Of course he had to press the right buttons at the right time to convince her to go, and he so
did, and so she went. A personal affront it was, as he looked his antecessor
(me) right in the eye whilst I viewed the security video of him stealing her
away in Annie Oakley fashion. It seemed
even, since she wheeled away so easily, there may have been some complicity on
her behalf.
She was anthropomorphous, curvaceous like my favorite 50’s
pin-up, Marilyn Monroe. She was the
anachronistic sexual replicate of Marilyn, having even the same drooling
figure, a 36 spoken rack, a 36 spoken rump, and that so perfect yummy looking V, pointing to her tied
tubes, just under her tummy, midway down her sunlit luscious bod.
By the time she moved in with me she was ever rubber-ready
(needing just a little lubricant now and then, I having to squirt a weekly dram
into her valve, oftentimes just before a full mount). And my god, did I ever enjoy pumping her
pedals, slowly at first, then faster, then faster, faster, faster, climaxing
into an all-out sweaty crescendo at ride’s end.

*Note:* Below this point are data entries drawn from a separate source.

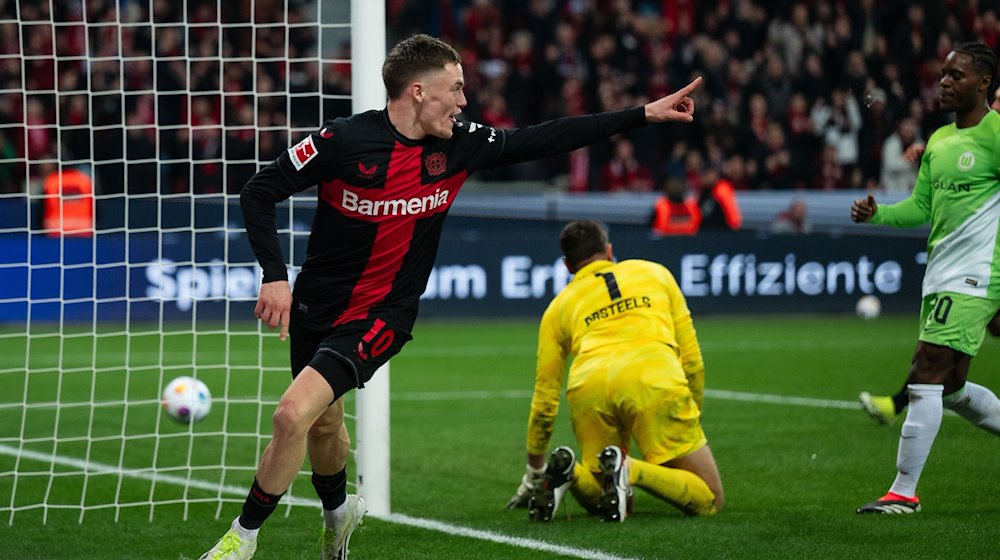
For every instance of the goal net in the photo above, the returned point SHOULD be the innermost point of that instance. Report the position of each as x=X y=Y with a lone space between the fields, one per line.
x=127 y=130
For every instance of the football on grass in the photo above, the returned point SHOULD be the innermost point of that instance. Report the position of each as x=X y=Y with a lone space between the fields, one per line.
x=187 y=399
x=868 y=307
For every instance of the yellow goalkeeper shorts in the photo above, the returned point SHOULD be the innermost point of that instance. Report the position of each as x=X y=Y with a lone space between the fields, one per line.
x=625 y=391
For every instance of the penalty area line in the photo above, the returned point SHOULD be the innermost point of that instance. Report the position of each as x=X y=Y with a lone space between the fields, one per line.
x=92 y=468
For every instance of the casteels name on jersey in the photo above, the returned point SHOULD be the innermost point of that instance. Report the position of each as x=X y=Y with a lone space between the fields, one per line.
x=617 y=307
x=352 y=202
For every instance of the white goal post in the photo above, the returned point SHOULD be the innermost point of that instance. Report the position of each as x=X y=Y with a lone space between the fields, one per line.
x=126 y=131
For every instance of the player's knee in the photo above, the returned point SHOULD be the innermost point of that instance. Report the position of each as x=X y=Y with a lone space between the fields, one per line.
x=289 y=420
x=932 y=364
x=327 y=427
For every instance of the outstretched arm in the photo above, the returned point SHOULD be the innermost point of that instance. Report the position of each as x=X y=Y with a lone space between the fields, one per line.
x=566 y=134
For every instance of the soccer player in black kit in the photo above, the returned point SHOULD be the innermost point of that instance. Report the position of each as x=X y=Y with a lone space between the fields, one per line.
x=386 y=181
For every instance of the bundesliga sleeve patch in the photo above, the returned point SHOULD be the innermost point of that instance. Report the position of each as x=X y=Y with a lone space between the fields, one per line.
x=302 y=153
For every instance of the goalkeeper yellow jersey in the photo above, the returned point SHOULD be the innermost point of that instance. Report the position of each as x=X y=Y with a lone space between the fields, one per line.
x=607 y=305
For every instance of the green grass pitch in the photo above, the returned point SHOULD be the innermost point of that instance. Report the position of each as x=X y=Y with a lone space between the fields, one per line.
x=796 y=455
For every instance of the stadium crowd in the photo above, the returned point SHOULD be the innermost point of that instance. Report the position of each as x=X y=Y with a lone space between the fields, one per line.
x=797 y=95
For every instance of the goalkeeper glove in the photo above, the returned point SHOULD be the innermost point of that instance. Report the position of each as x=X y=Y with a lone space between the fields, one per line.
x=532 y=479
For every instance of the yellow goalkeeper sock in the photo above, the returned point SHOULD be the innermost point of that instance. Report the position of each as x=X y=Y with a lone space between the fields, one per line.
x=679 y=487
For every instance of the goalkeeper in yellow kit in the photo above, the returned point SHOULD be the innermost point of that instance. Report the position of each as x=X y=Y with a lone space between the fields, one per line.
x=637 y=373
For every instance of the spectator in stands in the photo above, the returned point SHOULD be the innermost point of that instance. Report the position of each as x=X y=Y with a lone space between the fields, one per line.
x=624 y=172
x=542 y=58
x=898 y=174
x=838 y=122
x=676 y=212
x=794 y=219
x=720 y=211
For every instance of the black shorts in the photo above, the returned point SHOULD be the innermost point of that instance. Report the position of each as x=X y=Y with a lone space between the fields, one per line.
x=363 y=345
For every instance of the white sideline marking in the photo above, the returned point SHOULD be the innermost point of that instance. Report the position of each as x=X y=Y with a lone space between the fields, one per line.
x=500 y=538
x=93 y=468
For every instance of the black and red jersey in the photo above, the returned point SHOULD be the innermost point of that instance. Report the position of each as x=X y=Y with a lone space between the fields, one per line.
x=382 y=200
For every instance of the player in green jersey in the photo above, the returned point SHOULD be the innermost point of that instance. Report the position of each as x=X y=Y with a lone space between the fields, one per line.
x=885 y=409
x=958 y=193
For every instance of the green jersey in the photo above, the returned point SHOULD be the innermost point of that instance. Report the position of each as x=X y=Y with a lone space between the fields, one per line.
x=958 y=192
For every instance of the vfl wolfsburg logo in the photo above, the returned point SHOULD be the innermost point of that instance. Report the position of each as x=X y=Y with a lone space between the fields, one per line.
x=966 y=161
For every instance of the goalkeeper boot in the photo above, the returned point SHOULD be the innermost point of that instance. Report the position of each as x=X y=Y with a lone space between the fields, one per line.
x=892 y=504
x=232 y=546
x=615 y=503
x=558 y=477
x=346 y=519
x=881 y=409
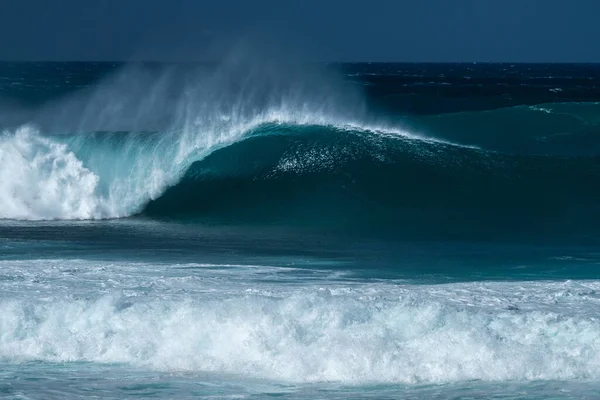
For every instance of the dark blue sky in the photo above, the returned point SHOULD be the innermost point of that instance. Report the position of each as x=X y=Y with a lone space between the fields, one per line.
x=325 y=30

Before she left me I jumped on her every day. (Ambidextrous or ambisinistrous), daily
did I grasp those long curvy arms with my left hand, and did lightly lift her
rear with my right. Every day with every
pump she pleasured me, continuously through the summer months.
I so missed her wide front rack. I so missed her head (badge). I even missed her brakes. (Over time I’d
determined that riding her was an exotic Yin and Yang experience. Ride hard. Brake hard. Pump. Stop. Ride hard. Brake hard. Pump. Stop.)

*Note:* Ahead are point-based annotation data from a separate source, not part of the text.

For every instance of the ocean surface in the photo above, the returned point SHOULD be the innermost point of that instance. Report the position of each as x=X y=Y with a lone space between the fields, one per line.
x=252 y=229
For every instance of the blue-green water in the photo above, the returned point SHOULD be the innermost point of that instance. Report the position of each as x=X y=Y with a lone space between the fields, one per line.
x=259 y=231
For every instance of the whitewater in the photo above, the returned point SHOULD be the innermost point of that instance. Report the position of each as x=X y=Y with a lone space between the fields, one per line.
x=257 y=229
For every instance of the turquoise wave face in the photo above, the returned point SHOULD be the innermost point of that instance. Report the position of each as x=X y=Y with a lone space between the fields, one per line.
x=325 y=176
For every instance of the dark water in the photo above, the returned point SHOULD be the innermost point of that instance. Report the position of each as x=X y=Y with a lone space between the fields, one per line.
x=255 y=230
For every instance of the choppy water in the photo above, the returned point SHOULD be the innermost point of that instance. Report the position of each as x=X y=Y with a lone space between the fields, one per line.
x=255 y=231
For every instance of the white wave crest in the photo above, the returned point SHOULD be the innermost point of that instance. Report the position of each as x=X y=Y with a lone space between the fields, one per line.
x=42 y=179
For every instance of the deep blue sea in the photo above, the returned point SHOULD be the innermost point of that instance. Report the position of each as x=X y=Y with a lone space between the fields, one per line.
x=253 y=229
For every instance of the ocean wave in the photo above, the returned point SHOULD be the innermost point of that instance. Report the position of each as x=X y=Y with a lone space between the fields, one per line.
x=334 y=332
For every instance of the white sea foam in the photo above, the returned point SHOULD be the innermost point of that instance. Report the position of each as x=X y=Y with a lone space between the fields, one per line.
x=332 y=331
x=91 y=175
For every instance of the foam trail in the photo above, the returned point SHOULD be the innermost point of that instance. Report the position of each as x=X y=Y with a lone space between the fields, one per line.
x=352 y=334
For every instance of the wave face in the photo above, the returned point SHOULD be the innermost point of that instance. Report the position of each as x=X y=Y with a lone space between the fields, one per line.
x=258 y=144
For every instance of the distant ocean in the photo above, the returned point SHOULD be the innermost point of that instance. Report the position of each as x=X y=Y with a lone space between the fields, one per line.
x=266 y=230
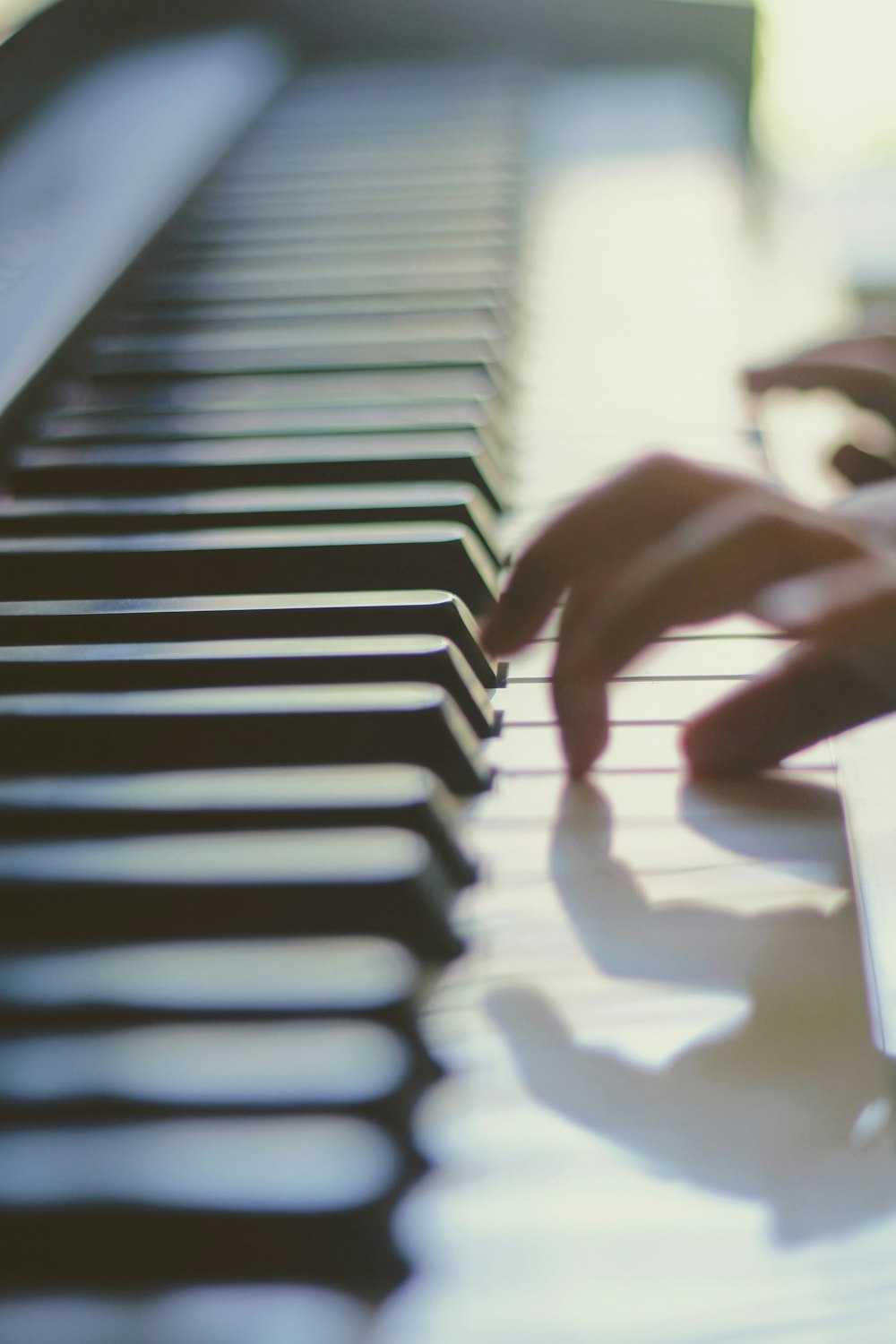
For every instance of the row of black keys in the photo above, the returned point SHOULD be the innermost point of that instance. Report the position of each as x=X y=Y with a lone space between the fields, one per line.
x=233 y=720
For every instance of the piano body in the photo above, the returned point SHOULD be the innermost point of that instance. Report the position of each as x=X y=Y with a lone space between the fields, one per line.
x=330 y=1012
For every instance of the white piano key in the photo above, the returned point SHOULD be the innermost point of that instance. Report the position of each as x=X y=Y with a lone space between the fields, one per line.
x=536 y=749
x=630 y=702
x=685 y=658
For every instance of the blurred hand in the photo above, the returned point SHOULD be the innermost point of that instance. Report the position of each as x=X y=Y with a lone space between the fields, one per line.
x=670 y=543
x=861 y=367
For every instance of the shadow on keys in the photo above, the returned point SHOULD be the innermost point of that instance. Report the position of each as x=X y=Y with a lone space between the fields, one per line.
x=788 y=1107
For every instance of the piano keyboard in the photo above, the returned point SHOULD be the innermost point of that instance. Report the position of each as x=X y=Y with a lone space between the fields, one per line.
x=253 y=515
x=274 y=1064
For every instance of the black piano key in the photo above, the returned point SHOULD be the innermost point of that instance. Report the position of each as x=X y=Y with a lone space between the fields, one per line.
x=241 y=663
x=237 y=1314
x=406 y=797
x=344 y=1066
x=296 y=358
x=454 y=417
x=161 y=468
x=285 y=282
x=249 y=617
x=416 y=228
x=265 y=392
x=211 y=1201
x=349 y=978
x=246 y=559
x=182 y=730
x=330 y=273
x=295 y=246
x=242 y=884
x=430 y=502
x=471 y=206
x=202 y=330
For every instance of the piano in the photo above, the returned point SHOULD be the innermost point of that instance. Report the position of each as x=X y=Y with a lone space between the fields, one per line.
x=328 y=1011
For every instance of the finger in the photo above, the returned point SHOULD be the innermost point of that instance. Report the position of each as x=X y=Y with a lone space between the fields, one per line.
x=874 y=389
x=581 y=702
x=805 y=699
x=848 y=610
x=711 y=566
x=599 y=534
x=860 y=467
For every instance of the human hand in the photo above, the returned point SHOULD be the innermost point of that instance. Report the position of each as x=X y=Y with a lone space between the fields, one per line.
x=861 y=367
x=670 y=543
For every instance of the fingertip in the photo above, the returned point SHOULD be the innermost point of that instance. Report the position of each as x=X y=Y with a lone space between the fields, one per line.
x=756 y=379
x=713 y=752
x=583 y=725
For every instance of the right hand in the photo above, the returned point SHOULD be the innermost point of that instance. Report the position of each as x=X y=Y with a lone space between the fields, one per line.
x=861 y=367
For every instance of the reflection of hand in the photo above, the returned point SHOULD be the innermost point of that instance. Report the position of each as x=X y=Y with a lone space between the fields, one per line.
x=669 y=543
x=864 y=370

I missed her ever erect nipples particularly noticeable at the
ends of her spokes. I missed her curvy tubes. I missed that glistening green glow after I greased her central valve with some lubricant squirts.
I remember the control and power that I had yanking her chain. And, of course, I remember the forks. Really, our relationship was entirely based upon the positional front and rear-end forks. IT WAS ALL ABOUT THE FORKS. OMG do I miss those forks!
In denial and desperation, I reported her missing. The attending police officer told me that
whomever she was with, knowing the kind of bad boy he was, he would most likely
discard her for another, should a police cruiser appear to him in close proximity. And that police officer was right, for she
was later found lying in a ditch, asunder, broken, and dirtied.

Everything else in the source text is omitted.